Setiap suku di Indonesia memiliki pengetahuan yang beragam tentang langit. Mereka memanfaatkan pengetahuan tentang benda-benda langit itu untuk berbagai keperluan. Namun, sangat sedikit pengetahuan astronomi masyarakat itu yang terdokumentasikan sehingga terancam hilang.
Sejak ribuan tahun lalu, suku-suku di Nusantara memanfaatkan pengetahuan astronomi lokal untuk bercocok tanam, mencari ikan, menavigasi pelayaran antarpulau, membuat kalender, hingga penentuan nasib baik. Mereka memiliki nama hingga cerita dibalik setiap nama bintang yang disematkan, sama seperti penamaan benda-benda langit dalam astronomi modern yang bertumpu pada budaya Romawi, Yunani dan Arab.
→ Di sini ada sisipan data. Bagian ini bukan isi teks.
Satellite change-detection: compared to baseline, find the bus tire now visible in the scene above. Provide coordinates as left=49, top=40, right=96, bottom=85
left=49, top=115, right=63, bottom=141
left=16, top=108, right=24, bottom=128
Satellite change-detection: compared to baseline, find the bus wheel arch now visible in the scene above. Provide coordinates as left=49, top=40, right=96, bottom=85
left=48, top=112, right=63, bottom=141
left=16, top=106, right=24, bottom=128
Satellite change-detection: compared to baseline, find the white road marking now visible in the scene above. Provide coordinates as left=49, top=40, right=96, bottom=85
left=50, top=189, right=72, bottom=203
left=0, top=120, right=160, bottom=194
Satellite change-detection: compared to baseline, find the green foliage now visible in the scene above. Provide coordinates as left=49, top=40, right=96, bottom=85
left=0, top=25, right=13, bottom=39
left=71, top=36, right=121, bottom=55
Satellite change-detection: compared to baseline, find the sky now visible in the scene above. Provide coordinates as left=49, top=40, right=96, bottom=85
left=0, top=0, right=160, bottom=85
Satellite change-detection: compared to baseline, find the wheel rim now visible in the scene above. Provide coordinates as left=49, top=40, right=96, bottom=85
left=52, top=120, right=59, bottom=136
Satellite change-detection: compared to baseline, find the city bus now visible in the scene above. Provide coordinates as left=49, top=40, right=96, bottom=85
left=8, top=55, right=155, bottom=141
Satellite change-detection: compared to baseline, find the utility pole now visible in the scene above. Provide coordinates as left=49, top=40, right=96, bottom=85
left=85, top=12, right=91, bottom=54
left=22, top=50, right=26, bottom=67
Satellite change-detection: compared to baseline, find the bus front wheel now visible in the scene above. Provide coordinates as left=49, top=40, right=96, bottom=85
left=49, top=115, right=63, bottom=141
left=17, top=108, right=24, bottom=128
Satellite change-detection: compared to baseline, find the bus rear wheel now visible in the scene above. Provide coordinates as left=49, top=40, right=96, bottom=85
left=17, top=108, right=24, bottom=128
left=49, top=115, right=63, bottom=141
MARTHA SUHERMAN–Galaksi Bimasakti muncul di atas perumahan penduduk di Bromo. Masyarakat di Jawa dan Indonesia menyebut galaksi Milkyway alias Jalur Susu ini dengan Bimasakti yang diambil dari cerita tokoh pewayangan Bima.
ADVERTISEMENT
SCROLL TO RESUME CONTENT
Dosen Departemen Sejarah Universitas Indonesia Didik Pradjoko usai Seminar Astronomi Budaya di Jakarta, Sabtu (10/11/2018) mengatakan pengetahuan tentang bintang-bintang itulah yang membawa nenek moyang bangsa Indonesia jadi bangsa pelaut dan pedagang antarpulau, jauh sebelum kedatangan bangsa-bangsa barat di Nusantara.
Pengetahuan itu pula yang membawa mereka melanglang buana hingga Madagaskar di barat Samudera Hindia hingga Polinesia di selatan Samudera Pasifik. Namun seiring berkembangnya teknologi dan masuknya pengetahuan astronomi modern, pengetahuan astronomi masyarakat mulai terpinggirkan.
Dalam kajian sejarah, lanjut Didik, ada mata kuliah sejarah maritim. Umumnya, fokusnya masih tertuju pada jalur pelayaran, jenis perahu, kota pelabuhan, hingga perdagangan di masa lampau. Pengetahuan astronomi yang dijadikan pemandu gerak para pelaut itu belum banyak diteliti. “Astronomi maritim belum jadi kajian khusus,” tambahnya.
KOMPAS/MOHAMAD FINAL DAENG–Kapal pinisi dalam program “Pinisi Bagi Negeri”, tengah berlayar di perairan Makassar, Sulawesi Selatan, Rabu (12/4/2017). Kapal model seperti inilah yang membawa pelaut Bugis-Makassar mengarungi lautan luas sejak ribuan tahun lalu dengan menggunakan bintang sebagai alat navigasi.
Pendokumentasian terkendala
Sejumlah kalangan sebenarnya sudah mencoba mendokumentasikan pengetahuan itu dengan meneliti naskah kuno. Namun, itu tidak mudah karena bahasa dalam naskah kuno banyak yang berupa kiasan.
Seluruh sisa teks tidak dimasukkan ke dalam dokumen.